Whence Is A Model Fair? Fixing Fairness Bugs via Propensity Score Matching

TL;DR

This work argues that fairness assessments in ML are fragile when test data do not reflect future distributions, and proposes propensity score matching (PSM) as a principled way to evaluate and mitigate bias. It introduces FairMatch, a post-processing approach that uses PSM to identify matched and unmatched test samples and to calibrate decision thresholds across protected groups, with probabilistic calibration for unmatched cases. Empirical results across six datasets show that fairness metrics are highly sensitive to sampling, while FairMatch can achieve competitive or superior fairness-performance trade-offs without sacrificing predictive accuracy.
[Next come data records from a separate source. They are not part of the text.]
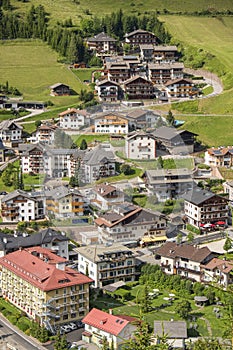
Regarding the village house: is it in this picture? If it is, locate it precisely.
[182,187,228,228]
[139,44,154,63]
[154,45,178,63]
[59,108,90,130]
[105,60,131,84]
[1,190,45,222]
[75,243,136,288]
[82,308,137,350]
[80,144,116,183]
[0,228,70,260]
[95,203,166,243]
[123,75,155,100]
[94,112,129,134]
[0,119,23,148]
[165,78,199,98]
[125,131,156,159]
[154,320,188,350]
[201,258,233,288]
[156,242,215,282]
[223,180,233,202]
[86,32,117,54]
[205,146,233,168]
[0,138,6,163]
[143,168,194,202]
[0,247,92,334]
[153,126,197,154]
[27,123,57,145]
[148,62,184,85]
[50,83,71,96]
[45,186,84,219]
[21,143,75,177]
[90,183,125,211]
[125,29,157,47]
[126,108,161,131]
[95,79,121,102]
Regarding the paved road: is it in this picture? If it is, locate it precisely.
[0,314,46,350]
[14,109,46,122]
[0,157,19,171]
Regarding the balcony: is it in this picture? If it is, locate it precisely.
[176,266,201,275]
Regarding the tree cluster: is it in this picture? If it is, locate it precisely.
[0,81,21,96]
[54,129,77,149]
[1,163,24,190]
[139,264,215,304]
[0,4,170,64]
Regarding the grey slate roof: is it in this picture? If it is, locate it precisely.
[127,131,155,140]
[153,126,196,140]
[87,32,116,42]
[124,75,153,85]
[154,45,177,51]
[83,145,115,165]
[1,190,37,203]
[182,187,216,205]
[0,119,23,130]
[125,29,155,37]
[0,228,69,252]
[75,243,131,263]
[21,142,76,157]
[148,62,184,70]
[154,321,187,339]
[45,186,82,200]
[156,242,211,263]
The proposed causality-driven fairness testing framework and the FairMatch algorithm offer a practical, data-driven path to more reliable fairness evaluation and mitigation in real-world ML deployments.

Abstract

Fairness-aware learning aims to mitigate discrimination against specific protected social groups (e.g., those categorized by gender, ethnicity, age) while minimizing predictive performance loss. Despite efforts to improve fairness in machine learning, prior studies have shown that many models remain unfair when measured against various fairness metrics. In this paper, we examine whether the way training and testing data are sampled affects the reliability of reported fairness metrics. Since training and test sets are often randomly sampled from the same population, bias present in the training data may still exist in the test data, potentially skewing fairness assessments. To address this, we propose FairMatch, a post-processing method that applies propensity score matching to evaluate and mitigate bias. FairMatch identifies control and treatment pairs with similar propensity scores in the test set and adjusts decision thresholds for different subgroups accordingly. For samples that cannot be matched, we perform probabilistic calibration using fairness-aware loss functions. Experimental results demonstrate that our approach can (a) precisely locate subsets of the test data where the model is unbiased, and (b) significantly reduce bias on the remaining data. Overall, propensity score matching offers a principled way to improve both fairness evaluation and mitigation, without sacrificing predictive performance.

Paper Structure

This paper contains 20 sections, 4 equations, 5 figures, 8 tables, 2 algorithms.

Figures (5)

  • Figure 1: Fairness testing proposed in this paper. To evaluate the effectiveness of any de-biasing model, we want to ensure that the test set reflects the ideal data distribution in the future.
  • Figure 2: Curves drawn from three datasets. The gray error area indicates the standard deviation as we use different random seeds for sub-sampling. The x-axis represents the percentage of unmatched testing samples used when calculating the fairness scores. The y-axis represents the fairness metric (DI in this case), where lower scores indicate better fairness.
  • Figure 3: Propensity score matching selects samples that represent the future distribution of class labels and the (expected) future distribution of protected attributes.
  • Figure 4: Examples derived from three datasets. The distribution of propensity scores is drawn among the matched/unmatched samples.
  • Figure 5: RQ3 result: The comparison of performance-fairness trade-offs before and after applying PSM. Each arrow represents a set of comparisons conducted on the datasets listed in Table \ref{['tab:dataset']}. For both axes, smaller values indicate better performance/fairness.